Based on the results of the business impact analysis, the company can start making decisions around how much risk the company is willing to tolerate from data loss and operations perspectives. Outages and data loss cost money.
Here, armed with information about how much outages and data loss cost the company, management can start to determine what should be implemented from a disaster recovery perspective. This is also the point at which reality will set in. For example, companies will start to figure out that implementing a zero data loss, zero downtime environment can be pretty expensive.
However, there will be a point at which the cost for a disaster recovery solution intersects with the costs identified previously. This is the sweet spot.
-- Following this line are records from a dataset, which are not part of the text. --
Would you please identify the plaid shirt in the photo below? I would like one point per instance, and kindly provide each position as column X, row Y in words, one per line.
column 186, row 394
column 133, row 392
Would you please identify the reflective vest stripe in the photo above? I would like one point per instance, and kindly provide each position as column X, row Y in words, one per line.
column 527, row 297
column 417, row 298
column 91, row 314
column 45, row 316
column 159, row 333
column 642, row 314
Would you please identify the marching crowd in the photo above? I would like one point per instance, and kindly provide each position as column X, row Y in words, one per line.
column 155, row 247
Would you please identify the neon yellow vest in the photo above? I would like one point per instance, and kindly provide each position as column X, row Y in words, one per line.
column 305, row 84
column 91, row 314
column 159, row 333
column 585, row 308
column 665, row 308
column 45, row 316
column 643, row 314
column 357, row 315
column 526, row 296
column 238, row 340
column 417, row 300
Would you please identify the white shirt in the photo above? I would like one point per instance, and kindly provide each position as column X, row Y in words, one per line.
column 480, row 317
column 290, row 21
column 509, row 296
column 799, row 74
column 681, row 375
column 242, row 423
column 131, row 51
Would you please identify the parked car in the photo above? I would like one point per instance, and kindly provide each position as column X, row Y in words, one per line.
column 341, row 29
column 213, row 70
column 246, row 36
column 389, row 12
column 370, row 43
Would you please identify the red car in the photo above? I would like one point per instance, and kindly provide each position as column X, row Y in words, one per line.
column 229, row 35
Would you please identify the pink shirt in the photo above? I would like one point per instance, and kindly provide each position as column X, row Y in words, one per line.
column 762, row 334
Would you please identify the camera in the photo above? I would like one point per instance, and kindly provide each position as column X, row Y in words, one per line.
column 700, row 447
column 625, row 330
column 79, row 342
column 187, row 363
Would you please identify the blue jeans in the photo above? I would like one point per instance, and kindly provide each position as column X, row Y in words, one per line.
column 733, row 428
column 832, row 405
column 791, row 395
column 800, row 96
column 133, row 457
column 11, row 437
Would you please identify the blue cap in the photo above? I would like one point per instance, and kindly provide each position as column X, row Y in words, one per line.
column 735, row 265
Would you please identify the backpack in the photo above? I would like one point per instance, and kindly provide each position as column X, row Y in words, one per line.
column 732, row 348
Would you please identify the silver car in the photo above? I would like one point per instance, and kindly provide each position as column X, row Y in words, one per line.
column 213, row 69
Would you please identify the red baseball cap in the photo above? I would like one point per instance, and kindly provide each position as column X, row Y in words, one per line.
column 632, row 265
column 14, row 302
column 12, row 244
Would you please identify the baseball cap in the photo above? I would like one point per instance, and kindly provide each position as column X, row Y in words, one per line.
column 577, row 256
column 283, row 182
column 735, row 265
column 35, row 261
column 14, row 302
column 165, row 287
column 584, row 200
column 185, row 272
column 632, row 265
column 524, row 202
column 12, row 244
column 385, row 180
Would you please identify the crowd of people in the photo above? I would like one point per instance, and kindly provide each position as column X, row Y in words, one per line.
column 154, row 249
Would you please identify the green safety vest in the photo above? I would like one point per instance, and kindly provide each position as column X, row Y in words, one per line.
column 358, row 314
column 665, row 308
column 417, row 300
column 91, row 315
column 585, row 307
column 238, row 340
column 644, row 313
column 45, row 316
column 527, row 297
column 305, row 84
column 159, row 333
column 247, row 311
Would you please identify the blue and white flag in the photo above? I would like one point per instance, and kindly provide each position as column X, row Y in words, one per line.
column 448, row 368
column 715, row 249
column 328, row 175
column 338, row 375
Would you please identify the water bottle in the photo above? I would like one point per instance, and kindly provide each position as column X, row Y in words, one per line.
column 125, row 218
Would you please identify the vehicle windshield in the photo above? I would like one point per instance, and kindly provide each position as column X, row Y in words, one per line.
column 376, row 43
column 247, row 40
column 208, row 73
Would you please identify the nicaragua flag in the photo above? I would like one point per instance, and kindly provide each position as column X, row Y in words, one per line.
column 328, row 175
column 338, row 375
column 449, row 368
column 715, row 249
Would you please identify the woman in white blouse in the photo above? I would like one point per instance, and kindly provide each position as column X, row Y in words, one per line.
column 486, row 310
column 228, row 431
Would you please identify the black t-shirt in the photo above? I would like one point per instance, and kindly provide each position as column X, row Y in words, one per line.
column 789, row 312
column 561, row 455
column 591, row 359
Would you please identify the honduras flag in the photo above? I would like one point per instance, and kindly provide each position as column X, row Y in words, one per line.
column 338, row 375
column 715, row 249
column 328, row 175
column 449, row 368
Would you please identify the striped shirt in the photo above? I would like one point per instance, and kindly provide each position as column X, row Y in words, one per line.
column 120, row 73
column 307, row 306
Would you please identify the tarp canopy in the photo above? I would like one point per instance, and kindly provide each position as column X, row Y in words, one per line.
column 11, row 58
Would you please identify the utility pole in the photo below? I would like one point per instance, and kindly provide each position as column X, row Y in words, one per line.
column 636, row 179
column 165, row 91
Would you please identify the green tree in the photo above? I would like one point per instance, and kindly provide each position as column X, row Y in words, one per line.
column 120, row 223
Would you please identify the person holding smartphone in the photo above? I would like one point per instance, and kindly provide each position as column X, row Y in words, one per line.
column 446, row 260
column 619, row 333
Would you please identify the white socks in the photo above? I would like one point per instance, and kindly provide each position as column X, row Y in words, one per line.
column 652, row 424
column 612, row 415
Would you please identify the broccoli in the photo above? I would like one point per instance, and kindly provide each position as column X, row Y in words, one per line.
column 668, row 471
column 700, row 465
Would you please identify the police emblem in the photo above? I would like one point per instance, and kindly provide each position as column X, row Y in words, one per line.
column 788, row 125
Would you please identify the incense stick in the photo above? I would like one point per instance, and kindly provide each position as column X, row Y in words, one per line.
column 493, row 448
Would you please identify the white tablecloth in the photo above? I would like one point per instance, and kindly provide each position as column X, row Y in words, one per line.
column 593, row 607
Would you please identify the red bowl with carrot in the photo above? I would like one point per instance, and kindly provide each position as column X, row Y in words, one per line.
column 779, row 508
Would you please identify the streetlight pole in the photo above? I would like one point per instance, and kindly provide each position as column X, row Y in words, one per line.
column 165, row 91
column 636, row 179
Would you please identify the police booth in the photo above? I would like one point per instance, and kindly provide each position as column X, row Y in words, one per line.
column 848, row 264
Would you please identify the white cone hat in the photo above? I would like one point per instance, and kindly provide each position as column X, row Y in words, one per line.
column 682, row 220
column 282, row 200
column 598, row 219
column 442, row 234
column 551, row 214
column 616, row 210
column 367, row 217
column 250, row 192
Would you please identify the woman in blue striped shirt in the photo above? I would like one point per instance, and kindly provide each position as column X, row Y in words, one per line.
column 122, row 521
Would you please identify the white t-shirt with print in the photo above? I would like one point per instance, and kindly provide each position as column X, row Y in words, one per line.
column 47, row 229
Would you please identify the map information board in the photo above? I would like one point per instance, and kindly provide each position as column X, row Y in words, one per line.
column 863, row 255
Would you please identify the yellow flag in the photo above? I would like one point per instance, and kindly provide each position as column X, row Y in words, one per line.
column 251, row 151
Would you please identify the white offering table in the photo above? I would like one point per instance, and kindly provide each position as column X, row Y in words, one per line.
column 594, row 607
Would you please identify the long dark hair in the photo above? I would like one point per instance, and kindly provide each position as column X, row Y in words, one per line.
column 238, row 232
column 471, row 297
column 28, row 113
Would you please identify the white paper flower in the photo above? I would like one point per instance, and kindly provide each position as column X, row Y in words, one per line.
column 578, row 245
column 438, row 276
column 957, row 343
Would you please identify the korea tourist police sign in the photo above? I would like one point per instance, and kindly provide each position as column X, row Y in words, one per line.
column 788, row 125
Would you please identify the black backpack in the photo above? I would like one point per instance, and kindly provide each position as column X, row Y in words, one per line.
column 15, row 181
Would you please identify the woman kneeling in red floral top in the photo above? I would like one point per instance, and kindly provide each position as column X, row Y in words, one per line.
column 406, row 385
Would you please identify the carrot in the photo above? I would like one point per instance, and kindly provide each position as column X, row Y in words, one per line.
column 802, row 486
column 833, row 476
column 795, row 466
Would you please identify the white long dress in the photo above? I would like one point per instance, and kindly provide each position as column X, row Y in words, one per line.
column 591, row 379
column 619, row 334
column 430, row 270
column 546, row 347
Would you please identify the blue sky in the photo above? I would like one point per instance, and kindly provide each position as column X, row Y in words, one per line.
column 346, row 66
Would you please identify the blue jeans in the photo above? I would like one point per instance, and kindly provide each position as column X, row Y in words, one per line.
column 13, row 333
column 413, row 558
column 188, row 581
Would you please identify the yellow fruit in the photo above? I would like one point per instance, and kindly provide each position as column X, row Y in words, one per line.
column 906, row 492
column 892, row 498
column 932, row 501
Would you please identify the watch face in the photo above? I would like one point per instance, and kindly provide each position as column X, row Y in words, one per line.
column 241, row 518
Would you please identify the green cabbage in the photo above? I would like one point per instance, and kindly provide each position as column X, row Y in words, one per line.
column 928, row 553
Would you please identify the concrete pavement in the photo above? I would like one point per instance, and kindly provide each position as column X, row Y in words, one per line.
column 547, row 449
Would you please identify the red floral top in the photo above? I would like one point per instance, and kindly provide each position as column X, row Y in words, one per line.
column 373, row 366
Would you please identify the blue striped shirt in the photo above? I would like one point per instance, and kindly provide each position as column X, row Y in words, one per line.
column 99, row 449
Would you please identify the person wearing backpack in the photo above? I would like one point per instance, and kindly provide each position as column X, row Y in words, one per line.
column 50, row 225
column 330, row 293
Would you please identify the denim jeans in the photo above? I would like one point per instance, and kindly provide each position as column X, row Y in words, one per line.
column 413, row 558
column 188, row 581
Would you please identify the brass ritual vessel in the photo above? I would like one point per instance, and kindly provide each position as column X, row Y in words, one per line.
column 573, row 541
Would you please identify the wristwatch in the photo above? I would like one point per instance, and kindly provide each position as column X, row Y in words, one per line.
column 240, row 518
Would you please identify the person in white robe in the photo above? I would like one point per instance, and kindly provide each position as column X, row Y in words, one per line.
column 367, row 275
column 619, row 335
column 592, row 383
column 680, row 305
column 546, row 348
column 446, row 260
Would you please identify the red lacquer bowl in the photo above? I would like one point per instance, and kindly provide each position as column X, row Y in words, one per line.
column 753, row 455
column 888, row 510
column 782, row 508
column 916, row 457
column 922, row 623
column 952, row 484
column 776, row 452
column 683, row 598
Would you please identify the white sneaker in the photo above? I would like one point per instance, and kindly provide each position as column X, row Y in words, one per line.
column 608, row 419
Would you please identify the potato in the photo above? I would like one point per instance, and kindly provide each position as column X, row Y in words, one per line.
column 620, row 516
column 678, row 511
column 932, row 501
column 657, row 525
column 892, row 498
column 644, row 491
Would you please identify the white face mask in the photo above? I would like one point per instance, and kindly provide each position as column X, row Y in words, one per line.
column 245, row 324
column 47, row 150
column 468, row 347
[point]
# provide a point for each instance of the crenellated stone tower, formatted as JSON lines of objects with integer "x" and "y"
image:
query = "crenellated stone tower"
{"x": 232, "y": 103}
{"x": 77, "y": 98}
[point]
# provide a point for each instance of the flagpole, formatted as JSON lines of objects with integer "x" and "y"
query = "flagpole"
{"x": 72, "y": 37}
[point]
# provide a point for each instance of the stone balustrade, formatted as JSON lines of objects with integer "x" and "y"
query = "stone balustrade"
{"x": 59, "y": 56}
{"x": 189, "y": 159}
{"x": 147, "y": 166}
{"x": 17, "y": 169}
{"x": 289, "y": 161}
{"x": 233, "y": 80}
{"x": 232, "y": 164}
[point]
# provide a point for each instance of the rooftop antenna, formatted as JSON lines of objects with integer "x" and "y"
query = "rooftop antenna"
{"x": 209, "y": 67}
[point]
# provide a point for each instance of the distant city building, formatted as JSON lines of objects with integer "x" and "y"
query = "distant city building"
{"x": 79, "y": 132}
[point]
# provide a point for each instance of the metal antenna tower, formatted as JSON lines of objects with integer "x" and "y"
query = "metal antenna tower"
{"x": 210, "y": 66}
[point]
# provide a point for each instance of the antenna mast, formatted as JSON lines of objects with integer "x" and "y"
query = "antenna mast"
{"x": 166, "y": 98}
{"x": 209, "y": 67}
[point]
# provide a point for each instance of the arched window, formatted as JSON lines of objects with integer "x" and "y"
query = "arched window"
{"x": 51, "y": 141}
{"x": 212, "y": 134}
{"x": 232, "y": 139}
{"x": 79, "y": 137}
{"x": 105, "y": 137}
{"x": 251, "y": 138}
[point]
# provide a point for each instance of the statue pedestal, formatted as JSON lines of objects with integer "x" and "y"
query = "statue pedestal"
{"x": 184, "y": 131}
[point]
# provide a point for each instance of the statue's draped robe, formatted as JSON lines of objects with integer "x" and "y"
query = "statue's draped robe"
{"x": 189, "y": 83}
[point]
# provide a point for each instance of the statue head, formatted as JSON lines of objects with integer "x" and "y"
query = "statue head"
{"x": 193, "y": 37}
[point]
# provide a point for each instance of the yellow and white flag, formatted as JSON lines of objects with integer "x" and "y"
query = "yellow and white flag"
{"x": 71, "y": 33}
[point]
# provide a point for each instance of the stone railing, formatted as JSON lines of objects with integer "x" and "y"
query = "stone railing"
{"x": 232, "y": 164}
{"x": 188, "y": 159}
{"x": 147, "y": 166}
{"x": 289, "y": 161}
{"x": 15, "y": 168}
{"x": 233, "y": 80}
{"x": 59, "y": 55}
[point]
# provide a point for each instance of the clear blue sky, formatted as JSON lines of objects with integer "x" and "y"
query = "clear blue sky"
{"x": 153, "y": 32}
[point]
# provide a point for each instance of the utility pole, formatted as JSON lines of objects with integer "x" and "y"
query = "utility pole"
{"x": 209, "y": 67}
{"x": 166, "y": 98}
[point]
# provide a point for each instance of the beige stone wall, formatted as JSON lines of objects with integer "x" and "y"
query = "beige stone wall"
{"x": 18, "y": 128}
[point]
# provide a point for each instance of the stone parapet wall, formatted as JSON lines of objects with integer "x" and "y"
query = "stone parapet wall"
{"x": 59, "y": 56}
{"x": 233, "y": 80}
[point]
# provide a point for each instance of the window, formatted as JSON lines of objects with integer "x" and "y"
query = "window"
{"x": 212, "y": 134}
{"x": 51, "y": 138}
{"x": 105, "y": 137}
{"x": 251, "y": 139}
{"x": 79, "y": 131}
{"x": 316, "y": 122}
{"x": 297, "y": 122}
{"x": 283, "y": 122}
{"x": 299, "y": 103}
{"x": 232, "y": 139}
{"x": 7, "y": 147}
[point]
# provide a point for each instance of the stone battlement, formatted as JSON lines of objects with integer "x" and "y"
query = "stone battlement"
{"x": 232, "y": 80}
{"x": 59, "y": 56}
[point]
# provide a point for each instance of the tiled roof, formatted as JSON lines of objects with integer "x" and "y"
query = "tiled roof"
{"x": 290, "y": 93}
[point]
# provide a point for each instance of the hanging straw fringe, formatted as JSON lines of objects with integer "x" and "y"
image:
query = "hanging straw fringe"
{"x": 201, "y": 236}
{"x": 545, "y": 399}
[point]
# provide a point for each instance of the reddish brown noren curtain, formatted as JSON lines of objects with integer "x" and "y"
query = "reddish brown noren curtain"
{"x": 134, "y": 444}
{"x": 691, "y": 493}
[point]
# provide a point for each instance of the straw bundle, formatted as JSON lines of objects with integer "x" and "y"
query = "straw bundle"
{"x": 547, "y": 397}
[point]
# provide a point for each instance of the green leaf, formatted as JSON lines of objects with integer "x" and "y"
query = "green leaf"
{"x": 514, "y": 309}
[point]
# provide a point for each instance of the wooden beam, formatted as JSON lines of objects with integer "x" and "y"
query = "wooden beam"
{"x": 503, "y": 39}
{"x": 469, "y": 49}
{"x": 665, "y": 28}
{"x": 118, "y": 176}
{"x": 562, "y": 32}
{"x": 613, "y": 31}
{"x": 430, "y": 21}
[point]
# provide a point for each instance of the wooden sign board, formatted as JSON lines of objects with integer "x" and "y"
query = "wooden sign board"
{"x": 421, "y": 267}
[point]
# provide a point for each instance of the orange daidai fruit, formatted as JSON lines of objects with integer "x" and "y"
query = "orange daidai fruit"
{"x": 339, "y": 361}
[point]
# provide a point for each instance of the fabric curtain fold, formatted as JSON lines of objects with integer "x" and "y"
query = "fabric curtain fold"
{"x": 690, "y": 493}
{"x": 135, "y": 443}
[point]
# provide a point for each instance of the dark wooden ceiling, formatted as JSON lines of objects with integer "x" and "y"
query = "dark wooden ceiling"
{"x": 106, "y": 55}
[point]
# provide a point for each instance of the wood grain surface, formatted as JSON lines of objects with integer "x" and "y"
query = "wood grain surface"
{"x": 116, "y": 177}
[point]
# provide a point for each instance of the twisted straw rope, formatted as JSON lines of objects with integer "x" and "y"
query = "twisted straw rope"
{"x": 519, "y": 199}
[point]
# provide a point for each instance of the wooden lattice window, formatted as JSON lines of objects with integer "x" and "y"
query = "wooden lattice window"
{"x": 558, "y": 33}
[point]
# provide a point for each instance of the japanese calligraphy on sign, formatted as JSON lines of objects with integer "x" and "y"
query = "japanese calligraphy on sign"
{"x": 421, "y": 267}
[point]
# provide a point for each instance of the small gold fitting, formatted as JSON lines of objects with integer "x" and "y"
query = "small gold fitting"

Here, determine recovery time objectives (RTO) and recovery point objectives (RPO). RTO defines the organization’s tolerance for downtime while RPO defines the organization’s tolerance for data loss. A disaster recovery solution will consider both of these metrics during solution development.
Just as is the case with other kinds of insurance, the organization can decide to implement more or less disaster recovery capability. If the costs for the desired RTO and RPO values are too high, the RTO and RPO values can be improved or scaled back to meet reasonable business needs.
Is the desired risk avoidance outcome achievable with current resourcing levels?
Buying high levels of insurance may be exactly what the company wants. There may be a desire to implement RTOs and RPOs that are as close to zero loss as possible and a desire to failback to a primary system as quickly as possible. The company might even be willing to spend the money to implement technical systems that can achieve these goals.
However, there is another critical resource that can’t be overlooked in this equation: People. When reviewing the process necessary for the agreed upon disaster recovery plan, are there sufficient and sufficiently skilled people available to meet what might be stringent requirements. Nothing is worse that experiencing an incident and having a gold-plated recovery plan only to find that the Achilles’ Heel is a robust workforce. Especially as organizations have gone on cost-cutting crusades, ensure that the human element in the disaster recovery plan is fully understood and appreciated.
How will the organization routinely test the agreed upon plan?
With a great plan comes a need to make sure that the plan is well understood and can be executed when the time comes. Therefore, it’s important to include some level of testing whenever possible. This could be monthly, annually or somewhere in between. Testing the plan requires significant staff time, so scheduling these too often could have adverse effects on your production work.
DR testing will identify problems with the plan, including:
- People that may not quite understand their roles
- The suitability of the communications channels used in the environment
- Whether or not RTO and RPO objectives can actually be met with the plan as-is
- The suitability of the recovery site(s)
Test the whole plan, not just the easy parts.
How do your partners protect your organization’s data?
Especially as the cloud plays a more prominent role in today’s IT activities, organizations are partnering with more and more vendors to provide essential services that might otherwise be too expensive to operate or that improve operational efficiencies. Significant outages by these partners can have as significant an impact on the organization as an internal issue.
As intertwined as internal services have become over the years, don’t forget just how intertwined these external services are, too. As a part of your planning effort, work with your strategic partners to ensure that they have disaster recovery plans that meet your business requirements and that your own plan takes into consideration the impact that failover and failback may have on your partners’ services.
Action Item: Disaster recovery plans are an insurance policy that organizations hope they never have to use. However, when the time comes, ensuring that plans are workable and there are no unexpected partner issues is of prime importance. Make sure that your plan meets the needs identified in your business impact analysis, that your staff can handle the work and that your partners don’t become an anchor that dooms your efforts.